L'historien Iouri Dmitriev, spécialiste de la répression stalinienne lui-même emprisonné en Russie, a été envoyé à l'isolement pour son «exécution incorrecte» des exercices sportifs physiques matinaux, selon l'ONG russe de défense des droits humains Mémorial. Iouri Dmitriev, âgé de 68 ans et à la santé fragile, a été placé vendredi «dans une cellule d'isolement punitive pendant six jours», a indiqué mardi soir cette organisation.

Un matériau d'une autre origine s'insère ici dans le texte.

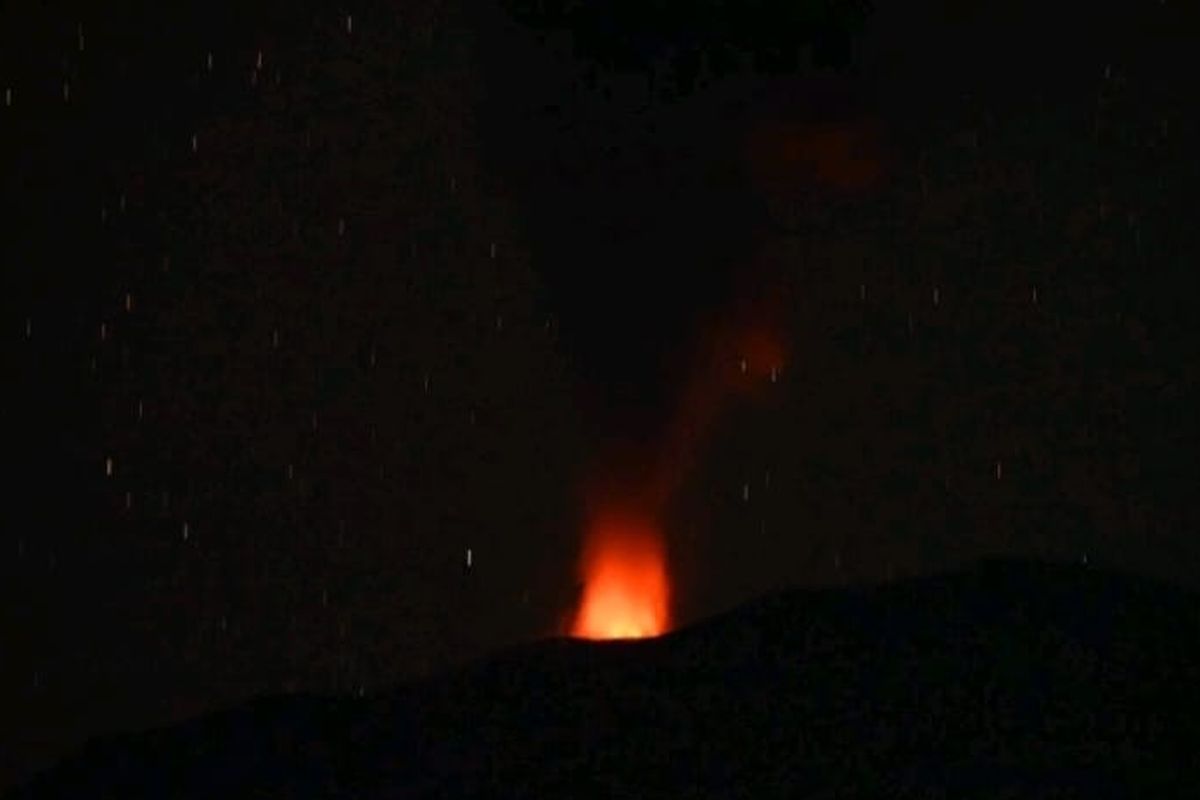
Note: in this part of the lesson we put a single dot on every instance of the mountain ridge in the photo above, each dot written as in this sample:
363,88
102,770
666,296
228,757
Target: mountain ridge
1006,674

«La raison officielle de cette punition est 'une exécution incorrecte des exercices matinaux'», a-t-elle ajouté. Emprisonné depuis 2016, Iouri Dmitriev aura la semaine prochaine 69 ans, «dont huit passés en prison», et n'a pas bénéficié d'examens médicaux depuis huit ans, a dénoncé Mémorial. Or son état de santé «se détériore», a-t-elle ajouté.
Prisonnier suite à un coup monté
L'historien est une figure de Mémorial, organisation gardienne de la mémoire des victimes des goulags devenue cible de la répression sous Vladimir Poutine. L'ONG, co-lauréate du prix Nobel de la paix en 2022, a été interdite en Russie fin 2021. Iouri Dmitriev avait été arrêté en 2016 puis condamné en 2020-2021 pour violences sexuelles sur sa fille adoptive mineure. L'accusation lui reprochait d'avoir pris des clichés dénudés de la fillette, quand lui assure les avoir pris pour suivre la croissance d'une enfant car elle était dénutrie au moment de son adoption.
Mémorial, l'historien et ses nombreux partisans ont dénoncé un coup monté destiné à le punir pour ses recherches sur la terreur soviétique. Sa peine initiale de 13 ans de prison a été alourdie à 15 ans en 2021. Iouri Dmitriev dirigeait avant cela une antenne de Mémorial en Carélie, région du nord russe.
Il a passé des décennies à localiser des charniers et exhumer les restes des victimes de la répression stalinienne. Sous Vladimir Poutine, un ancien officier du KGB, l'organisation héritière des polices politiques de Lénine et Staline, l'accès aux archives d'Etat sur ces sujets a été considérablement réduit et les identités des exécutants des purges classées secrètes. Le fondateur de Mémorial, Oleg Orlov, était lui aussi emprisonné mais a été libéré en août dans le cadre d'un échange de prisonniers entre la Russie et l'Occident.